I have anxiety, depression, obsessive compulsive disorder (OCD) and body dismorphic disorder (BDD). Up until a year ago, I felt ashamed and embarrassed that I suffered with mental illness. My life was controlled and dictated by feeling like I was not worthy to be happy, and restrict me from having what others take for granted.

The turning point came after a suicide attempt, in which from that moment on I vowed to make a change and no longer live feeling isolated.

I started to attend classes at the Wellbeing Centre and courses at the Solent Recovery College. When I was being honest and opening up to people, I realised there is nothing to be ashamed of, lots of people care with help available.

With hard work and commitment came reward and huge fulfilment.

I was on a personal journey of recovery, in which I began to embrace my mental illness to a positive effect.

In January, I’ll be starting as a Casual Peer Trainer at the Solent Recovery College and plan to have the same impact that others had on me and my mental wellbeing. It’s so important that men do not feel it’s a weakness or shouldn’t seek support just because of their gender.

To admit there is a problem and get help actually takes far more courage and strength than to stay silent.

I would encourage all men to speak about mental health and break down barriers and the stigma still sadly attached.

I felt inspired by my time at the Solent Recovery College I started writing poetry, which I’ve found really useful to my recovery.  My poem below is about how much myself and other men hide their feelings and suffer as a result.  It’s about the positive experience I had from being honest about my own mental illness, though still recognising the struggle I faced to get to where I am today.


You know we’re no good at showing emotion

Let it sink inside of you like a stone in the ocean

Men must be men till the end, a stiff upper lip to pretend

Feelings are abandoned, let’s not comprehend

Stay silent forever, as It’s the English way,

To cry those tears, a nation betrayed.

Though Its part of being human, the rich tapestry of our existence,

Repression breeds depression, let us not go missing

Cherish the beauty of the things money can’t buy

or watch as one by one by one fall by the wayside.

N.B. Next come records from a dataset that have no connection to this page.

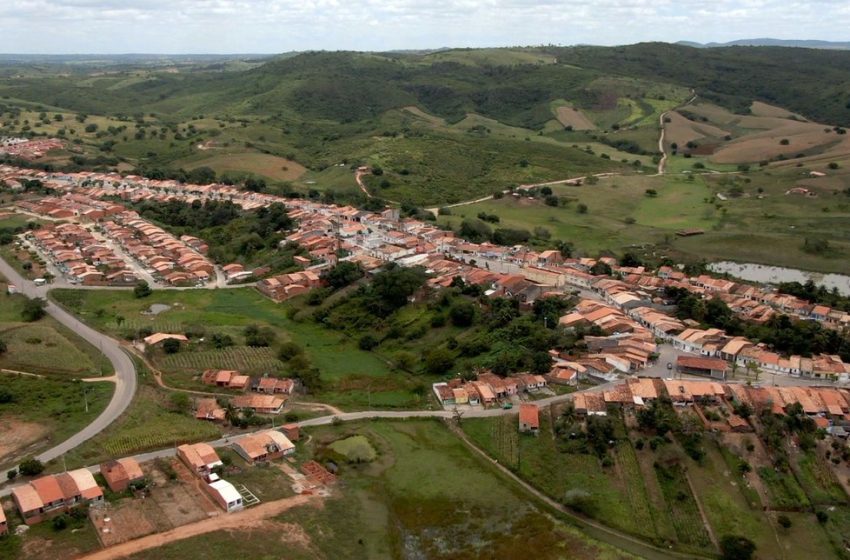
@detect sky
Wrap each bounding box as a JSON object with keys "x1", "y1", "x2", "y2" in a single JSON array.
[{"x1": 0, "y1": 0, "x2": 850, "y2": 54}]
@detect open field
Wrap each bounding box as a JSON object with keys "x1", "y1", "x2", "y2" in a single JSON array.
[
  {"x1": 127, "y1": 421, "x2": 629, "y2": 560},
  {"x1": 0, "y1": 372, "x2": 114, "y2": 465},
  {"x1": 56, "y1": 363, "x2": 221, "y2": 470},
  {"x1": 51, "y1": 288, "x2": 421, "y2": 409},
  {"x1": 174, "y1": 151, "x2": 305, "y2": 181},
  {"x1": 462, "y1": 411, "x2": 658, "y2": 541},
  {"x1": 439, "y1": 171, "x2": 850, "y2": 273}
]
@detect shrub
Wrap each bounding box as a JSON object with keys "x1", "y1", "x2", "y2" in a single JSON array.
[
  {"x1": 18, "y1": 457, "x2": 44, "y2": 476},
  {"x1": 720, "y1": 535, "x2": 756, "y2": 560},
  {"x1": 133, "y1": 280, "x2": 153, "y2": 299},
  {"x1": 162, "y1": 338, "x2": 180, "y2": 354},
  {"x1": 357, "y1": 334, "x2": 378, "y2": 351}
]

What’s on the outside is seen to be of most importance.

Sensitivity in a man, mocked, ridiculed and taunted.

Feel no shame to open up, a problem shared is a problem halved.

Still a burden carried on your shoulders that weighs too large.

Old habits die hard when you’re strange, living deranged, a vicious cycle messing up your brain.

The cycle that saw no beginning or an end, a broken part of your body which cannot mend.

Ruminations, rituals and routines, when all said and done what does any of them mean?

Take one step forward then two steps back

Retreat to despair, another anxiety attack.

Can’t stop the one thing that’s hurting you,

Confined to your room, feeling so blue.

When does it end? Why did it start?

Cast a shadow in a place too dark to part.

Searching for a sanctuary, to find peace

The one that you need, is always too distant to see.

I’m not religious but I’m on my knees praying

For a saviour, salvation, a haven I can lay in

Just keep going around in circles

When all you want is a straight line

Never gets any better though pretend it’s all fine.

A lot easier said than done

When actions speak louder than words

I once had a voice but now it can’t be heard.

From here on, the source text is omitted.